Immunotherapy drugs can stimulate the body’s own immune system to recognize certain types of cancer cells, based on markers, as invaders and fight them.
And doctors can match a tumor’s “blueprint” to certain types of medications to better the chance of a good response.
“We can essentially customize treatment based on someone’s cancer,” Patel said.
Such treatments are lengthening patients’ long-term survival chances as well as increasing their quality of life, leading doctors to hope lung cancer could someday be treated as a survivable chronic illness.
But they’re not increasing the “cure” rate. Over time, the cancer can evolve and “outsmart” the treatments designed to eradicate it.
“A tumor’s No. 1 goal is to grow, grow, grow, grow, grow,” said Dr. Christine Lovly, assistant professor of medicine and co-leader of translational research and interventional oncology at Vanderbilt University Medical Center in Nashville. Eventually, “the tumor will find a way to get around the drug.”
A need for research
Nerstad takes the second-generation formulation of the drug that targets her ALK-positive cancer.
“I’ll eventually gain resistance to this type of medicine, and then I’ll go on to the next generation pill — that’s how these mutations work,” Nerstad said.
So she has a vested interest in making sure researchers are coming up with future generations of her medicine. Though among the most deadly cancers, lung cancer receives significantly less funding than breast, prostate or colorectal cancer.

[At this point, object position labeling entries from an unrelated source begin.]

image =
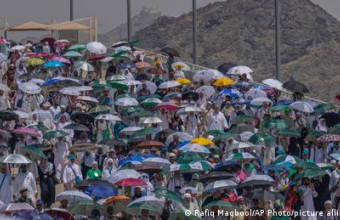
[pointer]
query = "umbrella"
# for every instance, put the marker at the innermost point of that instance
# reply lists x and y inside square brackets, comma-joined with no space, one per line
[53,64]
[310,173]
[240,156]
[30,88]
[170,51]
[126,102]
[220,185]
[329,138]
[208,91]
[14,159]
[55,134]
[72,196]
[262,139]
[169,84]
[100,191]
[96,47]
[295,86]
[273,83]
[302,107]
[86,207]
[26,131]
[168,194]
[77,127]
[16,207]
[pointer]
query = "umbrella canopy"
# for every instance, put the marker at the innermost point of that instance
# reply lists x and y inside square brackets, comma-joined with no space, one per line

And Nerstad’s type of lung cancer is fairly rare. That’s why she and other members of a 900-strong online ALK-positive support community have, through the lung cancer-focused nonprofit group LUNGevity, collectively raised $400,000 to fund two yearlong grants for a researcher working on ALK-positive cancers and are now taking applications. Nerstad’s husband, Gary, and daughters, ages 5 and 8, raised money through a lemonade stand and a dance party.
“We realized we’ve got to change these statistics,” she said.
Lovly is one of those researchers working on learning why 15 percent of people develop lung cancer, despite never having had smoked.
“We don’t really have a good explanation,” Lovly said.
Nerstad, for example, wasn’t born with the mutation; “it developed while she was alive,” Lovly said. “The overwhelming number of cancers are not due to mutations you’re born with.” Most of those mutations are found only in the tumor — and only in the past decade or so have doctors been able to detect them.
Lovly’s work is looking at what causes the mutations, as well as how to better target them.
Still, “there’s such a stigma around lung cancer,” Lovly said. “The first question people with lung cancer get asked was, ‘How much do you smoke?'”
Research that’s led to doctors not treating all lung cancers the same is “exciting,” UT Medical Center’s Turner said.
“It’s still a terrible disease, and it’s not something you want to have — I don’t want to sugar-coat it,” Turner said. “But we’ve got some real hope for the first time, not only in terms of treatment, but with screening, if we find it early.”